Tips: Contentless Objects as Lookups, Even Less than Content

So the other day I was looking at why one of the lookups in my system was always providing me a blank value. The keyword DISTINCT seemed to keep it down to one, but it didn’t do more than limit the amount of blanks to one. It is a required field, so the user can’t save it with that value, but even with a valid default value, it is something that annoys me. So I began trying to banish it from my sight.

Populating Lookup Values

There are several ways to have lookup values for a piece of metadata in Content Server. One is a typed list. Simple, efficient, and fool-proof. However, the results sit in the data dictionary, making the lookup not very dynamic. The ability to make it conditional is also limited by the capabilities of Docbasic.

The second is to use a registered table. This is quite flexible, but there is no easy way to transfer this from one repository to another without using native database interfaces.

The third is to use a DQL Query against objects in the repository. This option seems to have everything. It is dynamic, so that as the data changes, the lookup values change. It is native to Documentum, which allows users to manipulate the data without knowing DQL or SQL. It can also be transferred quite readily from one Repository to another. However, there is one little problem, NULLS.

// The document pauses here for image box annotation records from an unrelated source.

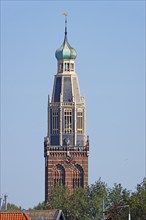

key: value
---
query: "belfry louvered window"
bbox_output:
[73,164,84,188]
[52,109,58,134]
[77,110,83,134]
[54,164,65,186]
[64,109,72,133]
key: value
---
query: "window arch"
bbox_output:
[54,164,65,185]
[73,164,84,188]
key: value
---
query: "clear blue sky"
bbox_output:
[1,0,145,208]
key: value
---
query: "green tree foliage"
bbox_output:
[88,179,108,219]
[130,185,146,220]
[107,184,130,220]
[7,203,21,211]
[34,179,146,220]
[68,187,91,220]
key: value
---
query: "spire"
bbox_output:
[63,12,68,37]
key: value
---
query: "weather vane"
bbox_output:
[63,12,68,35]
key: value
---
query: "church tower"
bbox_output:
[44,14,89,201]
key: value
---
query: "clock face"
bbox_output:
[64,156,73,166]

For comparisons on the pros and cons of each approach, read the article on the Developer Network and the related discussion.

How Object Data is Stored

Experienced Documentum professionals can skip this part.

Documentum is an object-oriented ECM platform. However, it relies on a relational database to store data, such as Oracle or SQL Server. Each “object” consists of two database tables, one for normal attributes and one for repeating attributes. In addition, for each object, data is stored in the tables for the parent type as well. So if I create a new document, rows are created in dm_sysobject_s, dm_sysobject_r, and dm_document_s. There are no repeating attributes specific to dm_document, so it doesn’t have a repeating attribute table. Actually, dm_document doesn’t have any specific attributes, so the dm_document_s table is just a list of Object Ids (r_object_id).

To allow users to query data, EMC created DQL and an invisible layer to translate any DQL statement into SQL. When I issue a DQL query for all documents, it performs all the database joins for me behind the scenes. Quite useful. This does lead to a lot of joins as your object model grows in depth, but I have heard that for those on SQL Server, the upgrade to SQL Server 2005 (supported as of Content Server 5.3 sp4) is well worth the upgrade from a searching performance perspective.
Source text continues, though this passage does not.